Overall, Gronk has missed, or barely played in, 20 Pats games since his breakout sophomore campaign. In those games, the Patriots are 17-3 (.850). In games since then with Gronk, New England sports a 40-15 (.727) mark. Numbers don’t tell everything, of course: Tom Brady has a lower completion percentage, yards per game, touchdown rate and QB rating without his safety blanket.
The biggest advantage Belichick will have during Gronkowski’s absence is the element of surprise — something he and the Pats always use to their advantage anyway. There won’t be standard game plan with Bennett in the game. He might be used as a blocker and decoy one week or Gronk 2.0 the next. There will be different looks. It’s all about matchups, which is a very dangerous thing for the teams getting matched up against. No one is happy about the loss of Gronk, but if you had to have one coach/QB/TE trio right now, you’d pick Belichick, Brady and Bennett in a heartbeat.

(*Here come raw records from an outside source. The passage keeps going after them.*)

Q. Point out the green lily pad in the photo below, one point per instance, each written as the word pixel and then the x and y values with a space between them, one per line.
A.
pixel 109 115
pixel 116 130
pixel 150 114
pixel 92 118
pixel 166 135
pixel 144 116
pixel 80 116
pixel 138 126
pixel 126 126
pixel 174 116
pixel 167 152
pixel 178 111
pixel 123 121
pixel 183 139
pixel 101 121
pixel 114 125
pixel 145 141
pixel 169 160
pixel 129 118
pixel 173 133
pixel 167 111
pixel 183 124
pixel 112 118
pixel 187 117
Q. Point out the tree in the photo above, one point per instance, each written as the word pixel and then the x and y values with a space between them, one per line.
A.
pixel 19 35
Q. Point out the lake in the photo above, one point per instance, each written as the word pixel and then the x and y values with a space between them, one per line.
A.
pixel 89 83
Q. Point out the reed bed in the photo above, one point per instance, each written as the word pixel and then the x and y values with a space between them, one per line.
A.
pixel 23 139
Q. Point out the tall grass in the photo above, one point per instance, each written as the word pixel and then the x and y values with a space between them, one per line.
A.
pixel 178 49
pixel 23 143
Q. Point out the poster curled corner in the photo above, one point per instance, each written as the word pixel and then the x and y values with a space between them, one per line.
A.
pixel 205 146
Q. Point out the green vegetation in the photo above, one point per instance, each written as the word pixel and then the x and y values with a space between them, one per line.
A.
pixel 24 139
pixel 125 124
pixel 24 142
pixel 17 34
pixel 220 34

If this were a year with an in-form Peyton Manning or Ben Roethlisberger and the Steelers on an upswing then, yeah, the loss of Gronkowski might be the difference between playing for a Super Bowl or watching from home. But given that the Pats are already in control of a playoff bye, patch up holes better than any team in recent history and play in a conference that scares exactly nobody, then why shouldn’t New England be able to shoulder the loss of its second-best offensive player? This is what the Patriots do. They adapt. Well.